Alfred the Great

Alfred the Great

In the news, English archeologists have announced that a bone which has been tucked away in a box in Winchester Museum may be part of the pelvis of Alfred the Great, an important king of the 9th century.  I had been thinking of writing about Alfred, so what better opportunity. You might think this is going to be a dry read, but I suggest withholding judgement till you get to the end.

Alfred was an ‘Aetheling.’ The Aetheling clan (initially) ruled Wessex in the south of Britain during the late 9th, 10th and parts of the 11th centuries, a period during which Britain was besieged by Viking raids. Were it not for the leadership and determination of a couple of Aetheling kings, the history of England would have been radically different. Indeed, without one Aetheling king in particular, England might never have existed, at least not an England we would recognize, and most certainly the English language would have gone extinct in its infancy. I’m speaking of King Alfred of Wessex, better known as Alfred the Great.

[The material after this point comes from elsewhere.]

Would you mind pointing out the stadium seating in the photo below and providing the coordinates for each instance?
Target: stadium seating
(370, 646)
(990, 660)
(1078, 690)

When the last of Alfred’s elder brothers died and he inherited the crown, Wessex was the only kingdom in England that hadn’t been overrun by Vikings. This was the 9th century, and the Vikings weren’t content on just raiding and pillaging anymore, they were trying to colonize the whole island. Alfred fought to keep the Scandinavian invaders at bay, but the pressure became so great that he and his retainers were forced to retreat into the swampy bogs of Somerset.

This was the year 878, truly a low-point for Alfred. Wessex had ceased to exist, really, Alfred controlled no more than a few acres of Marshland. It’s hard to not be impressed then that within a mere decade the Vikings would be in retreat, many leaving the island altogether, that all of Wessex (and more) would be under Alfred’s firm control, that his former foe, Guthrum (a Dane who controlled much of Mercia and Northumbria at the time), after being soundly defeated by Alfred would have become both a baptized Christian and Alfred’s ally, and that London would be in Alfred’s hands and that the rebuilding of the city would already be underway.

As impressive as these accomplishments were, Alfred was just getting started. He created a standing army and defenses to ward off future Viking raids, he codified a legal system, and he reformed the monetary system in the southwestern half of England and revitalized trade. The fortified ‘burghs’ he created to defend against Viking attacks became towns, and the urbanization of England began in earnest. In an effort to promote literacy in his now-prosperous kingdom Alfred built monasteries, a school for the nobility, and he sponsored the translation of important Latin texts into English. He even penned some of the translations himself (!).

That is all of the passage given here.